Seringkali saya mendengar ada orang yang stres ketika pensiun, biasanya disebut post power syndrome. Mungkin biasanya memiliki anak buah, artinya punya kekuasaan, menjadi tak ada yang menyapa, dan harus melakukan segala sesuatu sendiri. Lainnya adalah karena biasanya setiap bulan di rekening bank mengalir dana dalam jumlah besar, setelah pensiun turun drastis karena semua tunjangan dan fasilitas dihapus oleh perusahaan.
Belajar dari pengalaman para senior tersebut, saya mencoba meminimalisir kejadian yang sama pada saya. Maka ketika telah memutuskan pensiun muda 2 tahun lalu, saya  membuat semacam visi/misi dan action plan. Kalau dulu sewaktu muda, mimpinya bersifat duniawi, bekerja untuk memperoleh beasiswa sekolah dan mengumpulkan pundi-pundi agar bisa pindah kuadran dari karyawan menjadi pengusaha atau investor, setelah usia matang tentu saja visi berubah.
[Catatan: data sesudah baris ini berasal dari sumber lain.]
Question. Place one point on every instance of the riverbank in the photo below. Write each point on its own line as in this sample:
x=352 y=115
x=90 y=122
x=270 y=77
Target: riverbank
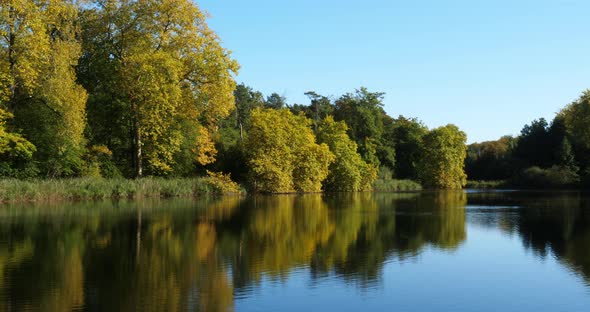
x=392 y=185
x=13 y=190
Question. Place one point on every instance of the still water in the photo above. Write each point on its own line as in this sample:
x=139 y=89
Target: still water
x=447 y=251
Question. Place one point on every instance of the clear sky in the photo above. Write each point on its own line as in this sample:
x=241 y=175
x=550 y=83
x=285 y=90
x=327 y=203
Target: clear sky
x=487 y=66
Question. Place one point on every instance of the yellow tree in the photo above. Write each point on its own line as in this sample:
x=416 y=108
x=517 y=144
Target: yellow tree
x=349 y=172
x=39 y=49
x=284 y=156
x=171 y=77
x=443 y=158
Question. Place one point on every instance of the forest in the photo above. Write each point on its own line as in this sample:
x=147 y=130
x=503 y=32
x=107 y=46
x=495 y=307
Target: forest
x=553 y=154
x=130 y=89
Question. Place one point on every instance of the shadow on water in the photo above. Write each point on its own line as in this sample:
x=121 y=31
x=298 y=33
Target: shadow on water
x=184 y=254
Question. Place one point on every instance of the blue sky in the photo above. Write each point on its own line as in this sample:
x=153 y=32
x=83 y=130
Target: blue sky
x=487 y=66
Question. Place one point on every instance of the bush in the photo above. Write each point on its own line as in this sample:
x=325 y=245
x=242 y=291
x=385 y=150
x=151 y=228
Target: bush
x=495 y=184
x=554 y=177
x=382 y=185
x=14 y=190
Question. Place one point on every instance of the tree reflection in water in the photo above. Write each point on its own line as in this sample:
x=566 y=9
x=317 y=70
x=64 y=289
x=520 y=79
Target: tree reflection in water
x=197 y=255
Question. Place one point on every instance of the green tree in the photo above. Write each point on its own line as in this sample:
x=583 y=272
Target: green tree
x=275 y=101
x=363 y=113
x=283 y=154
x=576 y=117
x=491 y=160
x=159 y=81
x=15 y=151
x=39 y=48
x=443 y=156
x=348 y=172
x=566 y=156
x=407 y=134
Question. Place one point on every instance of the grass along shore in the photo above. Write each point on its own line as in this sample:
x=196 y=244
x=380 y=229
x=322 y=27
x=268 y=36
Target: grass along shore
x=13 y=190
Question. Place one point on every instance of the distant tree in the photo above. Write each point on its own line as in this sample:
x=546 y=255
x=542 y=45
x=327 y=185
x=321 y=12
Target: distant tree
x=283 y=154
x=363 y=113
x=246 y=100
x=275 y=101
x=160 y=82
x=576 y=117
x=407 y=134
x=38 y=48
x=533 y=145
x=14 y=149
x=319 y=108
x=348 y=172
x=490 y=160
x=566 y=156
x=442 y=161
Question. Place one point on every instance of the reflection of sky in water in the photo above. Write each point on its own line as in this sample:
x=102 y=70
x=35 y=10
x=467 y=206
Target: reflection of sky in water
x=496 y=251
x=490 y=272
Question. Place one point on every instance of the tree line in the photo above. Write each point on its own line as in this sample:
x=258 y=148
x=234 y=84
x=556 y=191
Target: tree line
x=545 y=154
x=116 y=88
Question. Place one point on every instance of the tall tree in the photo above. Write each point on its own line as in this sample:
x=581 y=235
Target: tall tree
x=39 y=47
x=576 y=117
x=407 y=134
x=348 y=172
x=163 y=71
x=276 y=101
x=443 y=157
x=363 y=113
x=284 y=156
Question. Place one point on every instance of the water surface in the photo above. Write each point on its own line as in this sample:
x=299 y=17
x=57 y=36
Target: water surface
x=446 y=251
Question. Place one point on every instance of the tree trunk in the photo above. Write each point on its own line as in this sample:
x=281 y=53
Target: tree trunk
x=241 y=133
x=11 y=57
x=137 y=153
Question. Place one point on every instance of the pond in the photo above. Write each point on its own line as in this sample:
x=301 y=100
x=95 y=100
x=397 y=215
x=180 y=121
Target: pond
x=429 y=251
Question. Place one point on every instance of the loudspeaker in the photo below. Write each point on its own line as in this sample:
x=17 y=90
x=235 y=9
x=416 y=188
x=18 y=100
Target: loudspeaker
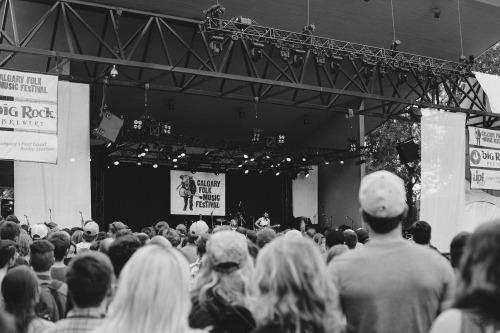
x=109 y=127
x=408 y=151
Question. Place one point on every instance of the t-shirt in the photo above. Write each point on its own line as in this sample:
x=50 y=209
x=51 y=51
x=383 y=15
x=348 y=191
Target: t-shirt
x=392 y=286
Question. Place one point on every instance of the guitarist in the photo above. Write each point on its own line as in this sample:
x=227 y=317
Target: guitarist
x=263 y=222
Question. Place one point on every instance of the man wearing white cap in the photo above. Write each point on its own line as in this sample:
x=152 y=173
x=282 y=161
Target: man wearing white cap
x=390 y=284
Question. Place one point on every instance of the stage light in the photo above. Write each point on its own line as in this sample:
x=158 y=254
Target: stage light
x=138 y=124
x=114 y=71
x=281 y=139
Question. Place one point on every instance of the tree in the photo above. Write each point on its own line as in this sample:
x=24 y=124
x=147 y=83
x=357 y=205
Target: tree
x=381 y=146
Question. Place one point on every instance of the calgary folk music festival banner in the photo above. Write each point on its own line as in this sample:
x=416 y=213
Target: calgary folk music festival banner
x=29 y=108
x=200 y=193
x=483 y=160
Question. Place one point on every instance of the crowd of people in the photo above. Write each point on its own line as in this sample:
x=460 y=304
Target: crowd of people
x=225 y=280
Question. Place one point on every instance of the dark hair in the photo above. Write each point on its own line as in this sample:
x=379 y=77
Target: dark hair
x=334 y=237
x=457 y=247
x=479 y=282
x=42 y=255
x=383 y=225
x=61 y=242
x=421 y=232
x=89 y=278
x=7 y=251
x=121 y=250
x=9 y=231
x=19 y=290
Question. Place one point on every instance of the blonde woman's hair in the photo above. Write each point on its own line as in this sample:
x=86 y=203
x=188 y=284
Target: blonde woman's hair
x=293 y=288
x=152 y=294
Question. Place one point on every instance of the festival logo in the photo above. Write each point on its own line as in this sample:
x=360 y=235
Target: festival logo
x=475 y=157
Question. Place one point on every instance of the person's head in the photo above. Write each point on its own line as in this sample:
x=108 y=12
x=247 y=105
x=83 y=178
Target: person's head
x=10 y=231
x=421 y=232
x=77 y=236
x=89 y=278
x=227 y=269
x=382 y=198
x=61 y=242
x=117 y=226
x=351 y=239
x=172 y=236
x=153 y=293
x=293 y=288
x=42 y=255
x=201 y=244
x=265 y=236
x=7 y=253
x=20 y=294
x=457 y=247
x=479 y=276
x=363 y=235
x=334 y=251
x=23 y=244
x=39 y=231
x=90 y=231
x=121 y=250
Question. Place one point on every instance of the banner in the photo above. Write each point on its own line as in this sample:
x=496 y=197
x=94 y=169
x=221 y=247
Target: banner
x=484 y=137
x=485 y=179
x=484 y=158
x=27 y=146
x=29 y=104
x=200 y=193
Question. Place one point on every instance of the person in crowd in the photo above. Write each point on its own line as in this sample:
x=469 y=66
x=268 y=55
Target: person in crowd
x=265 y=236
x=421 y=234
x=407 y=285
x=457 y=247
x=121 y=250
x=334 y=251
x=39 y=231
x=172 y=236
x=334 y=237
x=196 y=229
x=351 y=239
x=201 y=250
x=221 y=295
x=90 y=276
x=7 y=257
x=10 y=231
x=90 y=231
x=152 y=295
x=53 y=293
x=21 y=295
x=160 y=227
x=115 y=227
x=23 y=246
x=363 y=235
x=294 y=293
x=476 y=305
x=62 y=243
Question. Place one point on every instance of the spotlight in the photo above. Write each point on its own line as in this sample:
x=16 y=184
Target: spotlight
x=281 y=139
x=216 y=44
x=114 y=71
x=436 y=10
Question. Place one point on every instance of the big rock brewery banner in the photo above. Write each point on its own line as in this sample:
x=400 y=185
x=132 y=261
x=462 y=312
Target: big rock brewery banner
x=199 y=193
x=484 y=162
x=28 y=116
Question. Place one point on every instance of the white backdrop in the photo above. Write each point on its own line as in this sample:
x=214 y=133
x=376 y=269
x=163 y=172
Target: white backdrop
x=305 y=195
x=64 y=187
x=443 y=175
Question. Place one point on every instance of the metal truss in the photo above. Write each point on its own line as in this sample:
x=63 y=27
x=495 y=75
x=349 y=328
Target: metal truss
x=235 y=59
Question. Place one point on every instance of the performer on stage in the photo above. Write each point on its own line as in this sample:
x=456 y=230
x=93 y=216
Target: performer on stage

Dengan berbagai pengalaman hidup serta agama yang mengajarkan bahwa usia 40 tahun adalah waktu yang menentukan apakah seseorang akan ke kiri atau ke kanan, visi saya adalah menjadi orang yang sukses menurut Allah. Tentu saja kriteria sukses luas sekali, namun bekerja untuk menebar manfaat dan  menjadi leader by example untuk anak-anak target riil dari visi tersebut.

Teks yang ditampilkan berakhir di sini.